Pulmonary-Vein Isolation for Atrial Fibrillation in Patients with Heart Failure

  • Khan, Mohammed N. M.D.
  • Jaïs, Pierre M.D.
  • Cummings, Jennifer M.D.
  • Di Biase, Luigi M.D.
  • Sanders, Prashanthan M.D.
  • Martin, David O. M.D.
  • Kautzner, Josef M.D.
  • Hao, Steven M.D.
  • Themistoclakis, Sakis M.D.
  • Fanelli, Raffaele M.D.
  • Potenza, Domenico M.D.
  • Massaro, Raimondo M.D.
  • Wazni, Oussama M.D.
  • Schweikert, Robert M.D.
  • Saliba, Walid M.D.
  • Wang, Paul M.D.
  • Al-Ahmad, Amin M.D.
  • Beheiry, Salwa M.D.
  • Santarelli, Pietro M.D.
  • Starling, Randall C. M.D.
  • Russo, Antonio Dello M.D.
  • Pelargonio, Gemma M.D.
  • Brachmann, Johannes M.D.
  • Schibgilla, Volker M.D.
  • Bonso, Aldo M.D.
  • Casella, Michela M.D.
  • Raviele, Antonio M.D.
  • Haïssaguerre, Michel M.D.
  • Natale, Andrea M.D.
New England Journal of Medicine 359(17):p 1778-1785, October 23, 2008. | DOI: 10.1056/NEJMoa0708234

Background

Pulmonary-vein isolation is increasingly being used to treat atrial fibrillation in patients with heart failure.

Methods

In this prospective, multicenter clinical trial, we randomly assigned patients with symptomatic, drug-resistant atrial fibrillation, an ejection fraction of 40% or less, and New York Heart Association class II or III heart failure to undergo either pulmonary-vein isolation or atrioventricular-node ablation with biventricular pacing.

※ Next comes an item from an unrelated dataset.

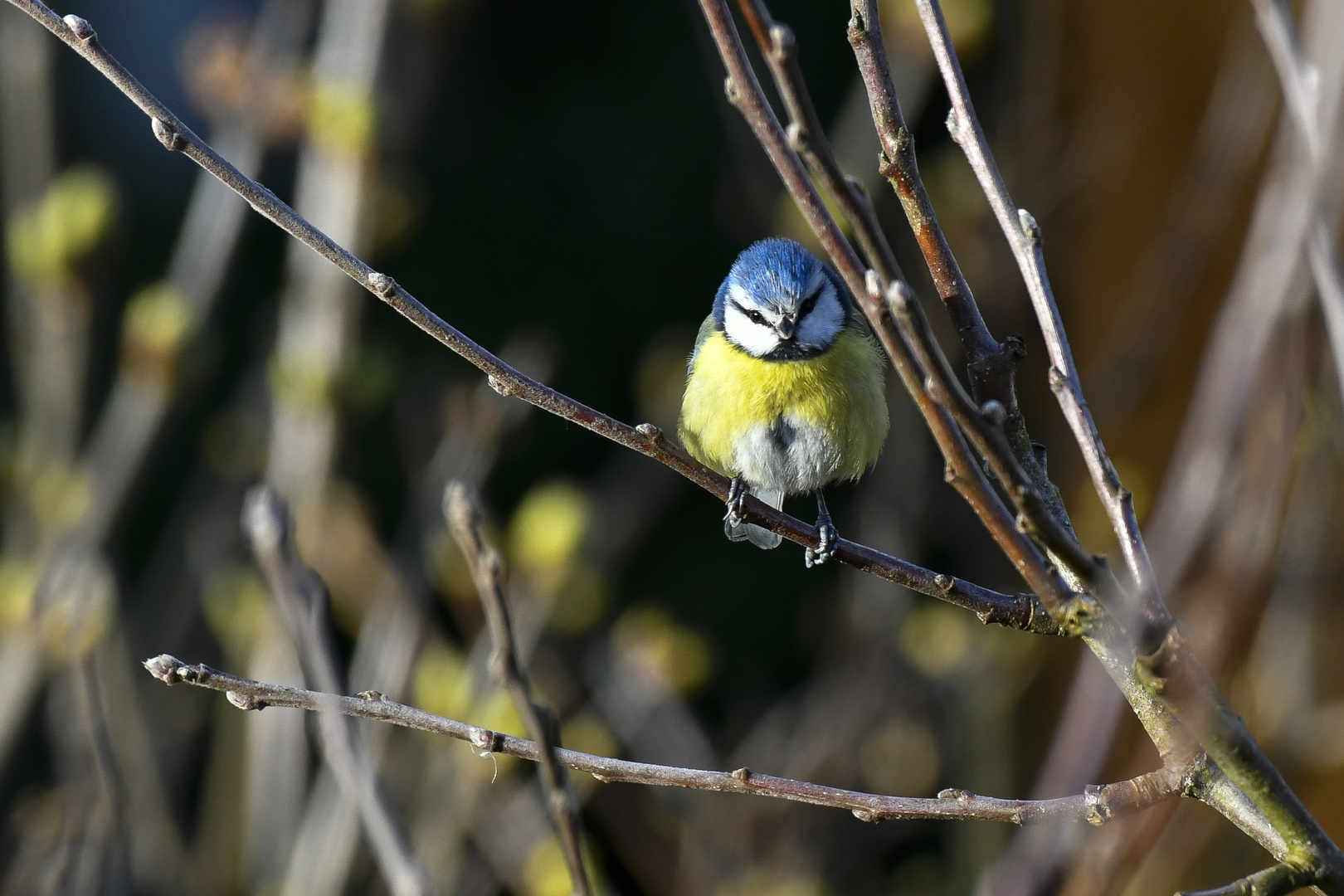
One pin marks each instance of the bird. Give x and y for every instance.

All patients completed the Minnesota Living with Heart Failure questionnaire (scores range from 0 to 105, with a higher score indicating a worse quality of life) and underwent echocardiography and a 6-minute walk test (the composite primary end point). Over a 6-month period, patients were monitored for both symptomatic and asymptomatic episodes of atrial fibrillation.

Results

In all, 41 patients underwent pulmonary-vein isolation, and 40 underwent atrioventricular-node ablation with biventricular pacing; none were lost to follow-up at 6 months. The composite primary end point favored the group that underwent pulmonary-vein isolation, with an improved questionnaire score at 6 months (60, vs. 82 in the group that underwent atrioventricular-node ablation with biventricular pacing; P<0.001), a longer 6-minute-walk distance (340 m vs. 297 m, P<0.001), and a higher ejection fraction (35% vs. 28%, P<0.001). In the group that underwent pulmonary-vein isolation, 88% of patients receiving antiarrhythmic drugs and 71% of those not receiving such drugs were free of atrial fibrillation at 6 months. In the group that underwent pulmonary-vein isolation, pulmonary-vein stenosis developed in two patients, pericardial effusion in one, and pulmonary edema in another; in the group that underwent atrioventricular-node ablation with biventricular pacing, lead dislodgment was found in one patient and pneumothorax in another.

Conclusions

Pulmonary-vein isolation was superior to atrioventricular-node ablation with biventricular pacing in patients with heart failure who had drug-refractory atrial fibrillation. (ClinicalTrials.gov number, NCT00599976.)